Он не только превозносит «вожделений родник» как высший принцип мироздания, но припадает к этому роднику, соблазняя нежную девушку, которую зовут Психеей (именно это в первую очередь и дало повод полагать, что в образе Сатира Гёте изобразил Гердера, чья невеста в кругу «чувствительных душ» в Дармштадте тоже носила имя Психея). Когда, прикрыв чресла набедренной повязкой, он плетет свои обольстительные сети, на какое-то время ему удается завлечь в них и собравшийся народ. В его речах звучит подлинный пафос и искреннее волнение, как будто в него действительно вселился некий высший дух. Он грезит о «родной груди природы», которую можно чувствовать повсюду и в себе самом, если только скинуть «нарядов чуждый гнет» и наконец «землею усладиться»[416]. О том же мог бы говорить Прометей или любой другой гётевский пророк. Сатира же вскоре разоблачают и изгоняют, но остается чувство, что религиозный восторг не так далек от религиозного безумия. В этих вещах подделку сложно отличить от оригинала. Только сатира выводит персонажей и читателей из лабиринта обмана. В финале пьесы, в отличие от реальной жизни, все ясно: здесь – обманутые, там – обманщик.
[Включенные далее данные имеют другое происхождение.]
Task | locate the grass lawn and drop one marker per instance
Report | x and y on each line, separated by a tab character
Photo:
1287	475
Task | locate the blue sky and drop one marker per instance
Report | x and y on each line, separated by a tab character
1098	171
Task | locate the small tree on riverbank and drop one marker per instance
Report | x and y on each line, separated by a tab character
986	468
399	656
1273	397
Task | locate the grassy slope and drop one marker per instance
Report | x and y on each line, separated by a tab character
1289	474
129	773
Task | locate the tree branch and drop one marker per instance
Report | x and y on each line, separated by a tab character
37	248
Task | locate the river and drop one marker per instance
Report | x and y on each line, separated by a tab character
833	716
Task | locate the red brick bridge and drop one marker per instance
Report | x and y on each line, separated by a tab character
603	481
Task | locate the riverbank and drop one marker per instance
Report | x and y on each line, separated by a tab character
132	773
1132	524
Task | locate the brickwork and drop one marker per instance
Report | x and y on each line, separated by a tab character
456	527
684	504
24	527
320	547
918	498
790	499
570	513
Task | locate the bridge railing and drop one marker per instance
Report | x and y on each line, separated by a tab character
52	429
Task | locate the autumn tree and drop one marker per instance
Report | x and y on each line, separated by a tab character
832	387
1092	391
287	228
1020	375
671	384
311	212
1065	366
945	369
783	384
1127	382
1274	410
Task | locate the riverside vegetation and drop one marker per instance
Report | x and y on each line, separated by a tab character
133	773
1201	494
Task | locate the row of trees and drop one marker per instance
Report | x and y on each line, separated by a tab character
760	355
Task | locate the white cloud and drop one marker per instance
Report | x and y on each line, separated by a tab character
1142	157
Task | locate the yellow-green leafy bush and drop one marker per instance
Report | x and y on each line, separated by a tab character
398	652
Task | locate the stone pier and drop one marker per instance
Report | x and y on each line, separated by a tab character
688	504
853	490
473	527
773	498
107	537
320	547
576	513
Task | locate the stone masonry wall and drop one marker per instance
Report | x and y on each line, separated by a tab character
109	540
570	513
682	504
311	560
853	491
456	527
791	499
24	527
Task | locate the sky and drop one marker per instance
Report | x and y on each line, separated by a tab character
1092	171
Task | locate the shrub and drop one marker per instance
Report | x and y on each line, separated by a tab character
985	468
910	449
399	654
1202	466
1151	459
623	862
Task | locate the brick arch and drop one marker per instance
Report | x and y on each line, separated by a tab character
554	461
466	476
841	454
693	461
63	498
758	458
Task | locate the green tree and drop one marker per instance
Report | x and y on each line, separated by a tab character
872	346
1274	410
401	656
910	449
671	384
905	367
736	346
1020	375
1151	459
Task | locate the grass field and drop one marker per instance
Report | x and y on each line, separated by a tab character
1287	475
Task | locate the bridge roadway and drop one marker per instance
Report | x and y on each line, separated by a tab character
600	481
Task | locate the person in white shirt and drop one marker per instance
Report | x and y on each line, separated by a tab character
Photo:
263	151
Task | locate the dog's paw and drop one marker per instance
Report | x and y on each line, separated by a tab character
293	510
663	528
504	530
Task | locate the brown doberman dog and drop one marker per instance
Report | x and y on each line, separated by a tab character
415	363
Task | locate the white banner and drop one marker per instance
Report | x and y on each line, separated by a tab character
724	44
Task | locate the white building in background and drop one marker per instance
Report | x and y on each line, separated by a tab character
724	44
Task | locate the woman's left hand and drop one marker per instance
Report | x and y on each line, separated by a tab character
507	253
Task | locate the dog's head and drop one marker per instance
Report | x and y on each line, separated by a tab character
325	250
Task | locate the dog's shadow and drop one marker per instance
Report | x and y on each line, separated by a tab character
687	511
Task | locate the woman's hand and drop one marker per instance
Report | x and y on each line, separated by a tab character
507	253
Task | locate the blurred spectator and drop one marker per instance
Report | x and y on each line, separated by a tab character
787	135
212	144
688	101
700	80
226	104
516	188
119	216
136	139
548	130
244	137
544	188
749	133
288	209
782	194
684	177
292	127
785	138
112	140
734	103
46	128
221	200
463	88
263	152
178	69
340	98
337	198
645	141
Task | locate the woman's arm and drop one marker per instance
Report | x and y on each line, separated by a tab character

Перекроить под свой рост «одеяние титана»[417] – этой метафорой Гёте описывает свои отчасти патетические, а отчасти сатирические литературные опыты на тему (бого) вдохновения и обольщения. У истинного пророка есть доступ к высшим мирам, и он приносит людям учение, направляющее их в их жизни. Пророк может сказать: ты должен изменить свою жизнь! Поэт так сказать не может. Единственное, что он дает людям, – это он сам. Однако и это может иметь сильнейшее воздействие и жить в человеческой памяти еще долгие годы.
Глава девятая
В феврале 1774 года Гёте, не имея отточенного замысла или плана, начинает писать «Вертера». Он пишет на одном дыхании – произведение, очевидно, уже сложилось в его голове. Через три месяца роман готов.
Об этой эпохе своей жизни Гёте вспоминает в «Поэзии и правде»: «Моя тяга творить была беспредельна»[418]. Темы и сюжеты не иссякают. Стихотворения на случай, сатиры и фарсы, как, например, «Ярмарка в Плундерсвейлерне», «Фастнахтшпиль о патере Брее», «Сатир, или Обоготворенный леший». Уже готовым сочинениям он не придает особого значения и не ищет славы: «…любовь к этим произведениям вновь вспыхивала во мне лишь после того, как я их прочитывал друзьям, а значит, и себе»[419]. То, что «Гёц» вышел за пределы узкого круга друзей и вызвал огромный интерес общественности, что Гёте в одночасье стал важной фигурой на литературной сцене, ничуть не повлияло на его подход к работе. Им по-прежнему руководит спонтанная «тяга творить». У него появляются грандиозные замыслы. Он работает одновременно над драмами о Магомете, Прометее и Фаусте. Однако его не оставляет чувство, что своими произведениями он еще недостаточно приблизился к собственной жизни, что они еще не могут считаться подлинными «плодами»[420] его опыта. Об этом он пишет в конце 1773 года, незадолго до начала работы над «Вертером» – романом, о котором в «Поэзии и правде» Гёте говорит, что он повторил в нем «недавнюю свою жизнь» и впервые нашел ей «поэтическое применение»[421].
Речь идет о любовной истории в Вецларе. С тех пор прошло уже полтора года, боль от безответной любви утихла. Остались лишь меланхоличные воспоминания. Прошлые страдания порой дают о себе знать, но в целом все улеглось, успокоилось. Надрывная вертеровская интонация исчезла из писем Кестнеру – как правило, Гёте пишет ему, предполагая, что читать его послания он будет вместе с Лоттой. Исполненные любви упоминания о Лотте не выходят за рамки приличий. Чувствуется, что Гёте получает удовольствие от собственных удачных формулировок и остроумных шуток. Его письма буквально напичканы иронией. Так, например, он пишет, что весьма обеспокоен, сохранилась ли у Лотты ее «кофта в голубую полосочку»: его бы очень огорчила ее утрата, ибо кофточку Лотты он «любил едва ли не больше, чем ее саму»[422]. Волнения по такому поводу говорят лишь о том, что волноваться за самого Гёте нет причин.
Когда в «Поэзии и правде» Гёте называет роман о страданиях Вертера «исповедью» и добавляет, что ему «эта вещь, более чем какая-либо другая, дала возможность вырваться из разбушевавшейся стихии»[423], то под стихией он, очевидно, имеет в виду не историю своей влюбленности в Лотту, а нечто другое, что случилось с ним за прошедшие полтора года.